La noche corre tras las horas, de brazo con los amigos que dejé esperándome en el “Bar Numancia”, al amparo del pretexto de verla unos minutos y despedirme. Al liberarme por un instante de los audífonos para girar el casete, percibo la interpretación de un canon por sapos y grillos, allá abajo. A mi derecha, a lo lejos, se proyectan las sombras de la Casa de Justicia, iluminada con luces de mercurio. A mi espalda, la antigua carretera que tras un prólogo de curvas cerradas se encamina fatigada de antemano al pueblo natal de Luis Vidales. Son las doce y un recuerdo llega con la hora: me veo de nuevo bajo el totumo tutelar de la Plaza de San Pablo. Allí, botella de aguardiente en mano, en asocio con cuatro compañeros de quimeras y melancolías, solíamos ventilar nuestras querellas existenciales, y una noche septembrina de bohemia y acordeón mussette, Orlando, que aún guardaba en su billetera el pedacito de cráneo de aquel subrepticio asunto a quien llamaba su “Alfonsina Storni”, sugirió revivir el club que existió cuando Marcelia aún no tenía barrios de cartón, indigentes en las calles ni travestis noctámbulos en la calle de la Alcaldía y, en fin, era un pueblo grande y no una ciudad intermedia. La existencia de ese club tanático se conoció en Europa, fue citado por Jardiel Poncela y por Ripley y propició, además, el tema para una novela amarilla. Ante la sugerencia de Orlando, en aquella noche, todos miramos hacia el árbol y reímos al unísono al coincidir en que nuestro totumo era subnormal para aquello que días después se constituyó en el epicentro de nuestros propósitos.

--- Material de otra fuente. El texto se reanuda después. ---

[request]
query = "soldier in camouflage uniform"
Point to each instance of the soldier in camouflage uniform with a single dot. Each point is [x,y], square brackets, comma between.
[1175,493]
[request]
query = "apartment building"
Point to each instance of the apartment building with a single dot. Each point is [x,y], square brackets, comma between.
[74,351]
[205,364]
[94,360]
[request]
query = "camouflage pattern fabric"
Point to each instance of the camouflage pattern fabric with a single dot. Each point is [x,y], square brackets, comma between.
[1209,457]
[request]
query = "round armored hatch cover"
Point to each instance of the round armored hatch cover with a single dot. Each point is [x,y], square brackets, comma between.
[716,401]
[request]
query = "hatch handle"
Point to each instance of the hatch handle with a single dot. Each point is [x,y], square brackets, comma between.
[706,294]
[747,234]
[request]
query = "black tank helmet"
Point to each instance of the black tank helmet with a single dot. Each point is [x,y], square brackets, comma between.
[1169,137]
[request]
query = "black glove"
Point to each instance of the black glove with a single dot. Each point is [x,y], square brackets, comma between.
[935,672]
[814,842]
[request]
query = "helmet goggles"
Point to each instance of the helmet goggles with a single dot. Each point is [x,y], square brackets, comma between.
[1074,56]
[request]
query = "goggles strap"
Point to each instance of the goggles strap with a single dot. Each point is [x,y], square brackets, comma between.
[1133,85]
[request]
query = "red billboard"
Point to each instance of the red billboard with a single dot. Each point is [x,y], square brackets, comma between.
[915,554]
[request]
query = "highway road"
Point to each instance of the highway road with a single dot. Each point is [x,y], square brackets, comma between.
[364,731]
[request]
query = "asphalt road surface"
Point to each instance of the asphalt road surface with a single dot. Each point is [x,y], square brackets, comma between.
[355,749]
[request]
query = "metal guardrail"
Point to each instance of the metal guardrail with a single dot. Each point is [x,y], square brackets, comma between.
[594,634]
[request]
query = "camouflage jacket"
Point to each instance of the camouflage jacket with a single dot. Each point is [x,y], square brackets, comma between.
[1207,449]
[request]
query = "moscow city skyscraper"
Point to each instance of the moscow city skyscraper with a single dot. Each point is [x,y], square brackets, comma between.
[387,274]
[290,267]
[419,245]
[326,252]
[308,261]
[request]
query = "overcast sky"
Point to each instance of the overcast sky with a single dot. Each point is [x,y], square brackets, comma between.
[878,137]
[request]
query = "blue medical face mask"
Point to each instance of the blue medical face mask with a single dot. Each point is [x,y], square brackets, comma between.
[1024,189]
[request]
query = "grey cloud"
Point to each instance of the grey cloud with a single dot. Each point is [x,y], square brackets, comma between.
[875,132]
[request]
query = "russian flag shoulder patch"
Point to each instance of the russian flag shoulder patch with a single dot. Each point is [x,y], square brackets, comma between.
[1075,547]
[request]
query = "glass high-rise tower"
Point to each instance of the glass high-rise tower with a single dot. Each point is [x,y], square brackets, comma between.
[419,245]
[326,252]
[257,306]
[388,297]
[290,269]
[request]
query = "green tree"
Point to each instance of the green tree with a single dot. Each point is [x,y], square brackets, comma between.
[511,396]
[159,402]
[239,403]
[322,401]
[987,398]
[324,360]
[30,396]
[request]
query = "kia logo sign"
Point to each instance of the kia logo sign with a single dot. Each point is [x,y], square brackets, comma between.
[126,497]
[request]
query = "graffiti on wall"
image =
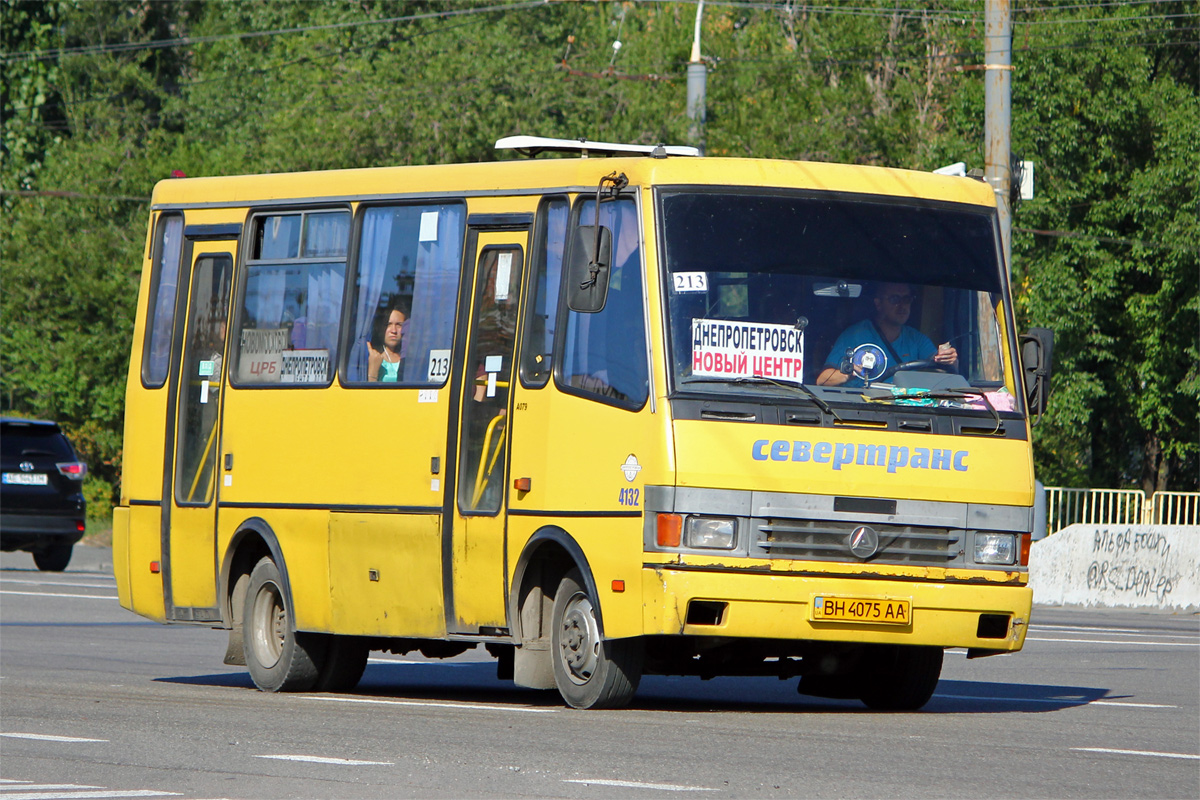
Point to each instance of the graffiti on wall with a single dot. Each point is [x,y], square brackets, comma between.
[1134,563]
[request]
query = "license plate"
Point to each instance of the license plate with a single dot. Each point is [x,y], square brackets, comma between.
[862,609]
[25,479]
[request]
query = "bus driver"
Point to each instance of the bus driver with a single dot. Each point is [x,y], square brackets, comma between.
[887,330]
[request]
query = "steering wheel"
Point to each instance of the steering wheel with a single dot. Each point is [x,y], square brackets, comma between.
[924,365]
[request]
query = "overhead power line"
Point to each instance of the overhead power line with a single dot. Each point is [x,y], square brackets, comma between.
[187,41]
[1107,240]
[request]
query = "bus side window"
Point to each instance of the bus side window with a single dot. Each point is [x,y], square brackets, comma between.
[409,258]
[604,353]
[161,325]
[293,299]
[550,241]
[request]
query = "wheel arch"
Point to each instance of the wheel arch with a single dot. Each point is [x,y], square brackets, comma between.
[546,557]
[253,540]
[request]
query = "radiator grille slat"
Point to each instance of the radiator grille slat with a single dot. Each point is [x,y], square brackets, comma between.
[823,540]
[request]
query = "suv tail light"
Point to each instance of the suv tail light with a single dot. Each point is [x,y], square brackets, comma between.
[73,469]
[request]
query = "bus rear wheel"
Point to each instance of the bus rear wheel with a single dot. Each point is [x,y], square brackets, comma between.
[279,657]
[900,678]
[589,672]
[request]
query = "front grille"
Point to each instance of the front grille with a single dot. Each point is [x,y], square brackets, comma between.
[822,540]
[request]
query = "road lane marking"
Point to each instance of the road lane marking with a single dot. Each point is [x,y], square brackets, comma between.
[635,785]
[1151,644]
[87,795]
[1131,631]
[323,759]
[427,663]
[107,584]
[51,594]
[45,787]
[46,737]
[1137,752]
[1061,702]
[465,707]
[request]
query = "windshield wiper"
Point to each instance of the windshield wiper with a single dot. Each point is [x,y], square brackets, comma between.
[757,379]
[886,395]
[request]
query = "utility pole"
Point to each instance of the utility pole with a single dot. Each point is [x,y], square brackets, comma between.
[697,80]
[997,64]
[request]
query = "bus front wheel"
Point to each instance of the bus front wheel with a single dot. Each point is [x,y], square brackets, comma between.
[589,672]
[900,678]
[279,659]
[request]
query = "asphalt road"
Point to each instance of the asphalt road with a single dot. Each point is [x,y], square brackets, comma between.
[96,702]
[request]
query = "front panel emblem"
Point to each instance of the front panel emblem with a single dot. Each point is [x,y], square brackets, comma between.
[863,542]
[631,468]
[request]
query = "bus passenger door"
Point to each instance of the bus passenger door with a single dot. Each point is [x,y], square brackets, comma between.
[190,570]
[477,601]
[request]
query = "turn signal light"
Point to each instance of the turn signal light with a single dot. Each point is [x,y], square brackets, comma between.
[670,528]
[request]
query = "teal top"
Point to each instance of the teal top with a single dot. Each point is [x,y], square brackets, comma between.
[389,371]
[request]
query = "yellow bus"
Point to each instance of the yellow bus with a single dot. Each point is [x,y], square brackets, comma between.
[630,413]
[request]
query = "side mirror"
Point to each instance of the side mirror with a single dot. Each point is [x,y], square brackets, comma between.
[1037,354]
[587,271]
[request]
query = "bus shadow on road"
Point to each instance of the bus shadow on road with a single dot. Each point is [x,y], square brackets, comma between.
[475,681]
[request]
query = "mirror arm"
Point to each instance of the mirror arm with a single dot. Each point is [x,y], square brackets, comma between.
[618,181]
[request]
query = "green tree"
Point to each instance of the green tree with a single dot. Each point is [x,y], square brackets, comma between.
[1115,132]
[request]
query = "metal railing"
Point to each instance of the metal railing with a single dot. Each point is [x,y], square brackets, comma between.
[1174,509]
[1067,506]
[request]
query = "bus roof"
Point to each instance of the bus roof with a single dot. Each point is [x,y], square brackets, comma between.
[549,175]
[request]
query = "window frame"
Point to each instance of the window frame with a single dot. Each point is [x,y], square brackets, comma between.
[241,277]
[351,296]
[535,264]
[156,253]
[561,383]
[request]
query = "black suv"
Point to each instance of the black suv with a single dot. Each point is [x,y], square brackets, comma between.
[41,492]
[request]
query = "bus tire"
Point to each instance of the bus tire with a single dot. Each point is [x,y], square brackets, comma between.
[900,678]
[279,659]
[589,672]
[346,659]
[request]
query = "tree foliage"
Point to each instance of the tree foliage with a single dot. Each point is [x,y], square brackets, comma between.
[100,100]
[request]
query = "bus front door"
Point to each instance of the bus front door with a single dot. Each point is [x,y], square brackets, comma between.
[190,566]
[477,601]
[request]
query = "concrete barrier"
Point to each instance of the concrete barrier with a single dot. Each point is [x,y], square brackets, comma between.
[1125,566]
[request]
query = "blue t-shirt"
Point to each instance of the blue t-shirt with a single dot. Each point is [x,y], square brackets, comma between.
[910,346]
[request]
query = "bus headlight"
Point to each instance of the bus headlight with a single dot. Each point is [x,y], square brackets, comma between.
[713,533]
[995,548]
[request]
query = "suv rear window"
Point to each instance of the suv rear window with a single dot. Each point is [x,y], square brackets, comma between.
[22,439]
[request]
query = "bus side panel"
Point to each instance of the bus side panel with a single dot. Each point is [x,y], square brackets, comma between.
[121,555]
[576,451]
[137,549]
[335,446]
[385,575]
[303,535]
[145,409]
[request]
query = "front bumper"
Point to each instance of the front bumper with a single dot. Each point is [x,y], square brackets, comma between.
[779,606]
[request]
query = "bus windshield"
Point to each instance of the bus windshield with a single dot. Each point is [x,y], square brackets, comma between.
[858,298]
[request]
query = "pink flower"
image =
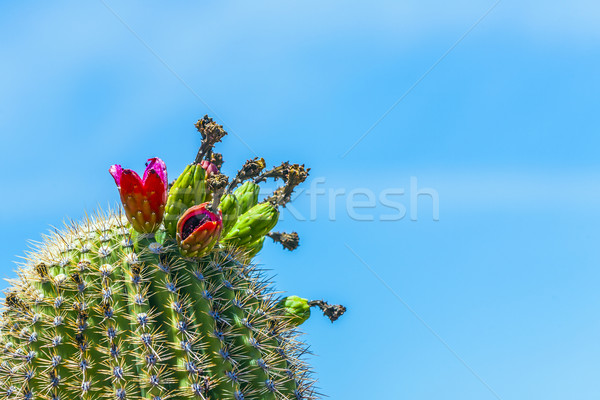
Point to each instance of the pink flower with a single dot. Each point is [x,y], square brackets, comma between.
[143,199]
[198,230]
[209,167]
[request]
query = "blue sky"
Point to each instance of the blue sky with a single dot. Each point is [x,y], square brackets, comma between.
[502,288]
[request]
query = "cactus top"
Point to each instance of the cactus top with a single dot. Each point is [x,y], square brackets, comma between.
[160,299]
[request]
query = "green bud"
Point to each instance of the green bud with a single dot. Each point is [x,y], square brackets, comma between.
[253,225]
[188,190]
[296,309]
[230,209]
[247,195]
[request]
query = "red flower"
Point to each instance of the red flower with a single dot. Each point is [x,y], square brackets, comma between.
[143,199]
[198,230]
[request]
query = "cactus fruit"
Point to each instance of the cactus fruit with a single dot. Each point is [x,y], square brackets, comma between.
[128,305]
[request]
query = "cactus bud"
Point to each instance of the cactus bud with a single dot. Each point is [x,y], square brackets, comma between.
[143,198]
[198,230]
[229,207]
[247,195]
[188,190]
[295,309]
[253,225]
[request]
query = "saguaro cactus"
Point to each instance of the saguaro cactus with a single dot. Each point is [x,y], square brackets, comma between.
[160,299]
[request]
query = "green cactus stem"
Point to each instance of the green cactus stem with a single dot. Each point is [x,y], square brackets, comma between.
[131,305]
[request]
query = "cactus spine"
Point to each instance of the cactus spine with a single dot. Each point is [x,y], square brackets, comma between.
[128,305]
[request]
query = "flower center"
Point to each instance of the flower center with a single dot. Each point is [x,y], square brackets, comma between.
[192,223]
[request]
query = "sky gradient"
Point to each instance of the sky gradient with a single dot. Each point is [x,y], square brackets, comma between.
[498,299]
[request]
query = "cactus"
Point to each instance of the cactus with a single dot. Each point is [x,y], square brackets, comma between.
[131,305]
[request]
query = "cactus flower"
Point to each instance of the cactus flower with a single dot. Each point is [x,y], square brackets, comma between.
[198,230]
[143,198]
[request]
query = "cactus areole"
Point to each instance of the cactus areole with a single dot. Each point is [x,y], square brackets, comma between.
[160,299]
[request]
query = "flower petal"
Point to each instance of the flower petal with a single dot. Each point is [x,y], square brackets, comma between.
[116,171]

Suena la versión de Trouard, grabada en vivo en el Palacio de Cristal de París, incluida la ráfaga de aplausos al final. Mi permanencia en el lugar se ha hecho sospechosa y compruebo el porqué del temor que sentí cuando esa pareja pasó por mi lado tan despacio en su automóvil: alertaron a los policías que rondan la Casa de Justicia. Veo aproximarse al puente a dos de ellos, subo el volumen de la grabadora y tropieza mi memoria con una frase de Schumann: “Las Polonesas de Chopin son cañones escondidos entre las flores”. Ahora, dos compases antes de la coda, la “Heroica” acompaña mi salto al vacío, al tiempo que siento la noche con su tibieza de piel de mujer mientras la luna ladra en Marcelia.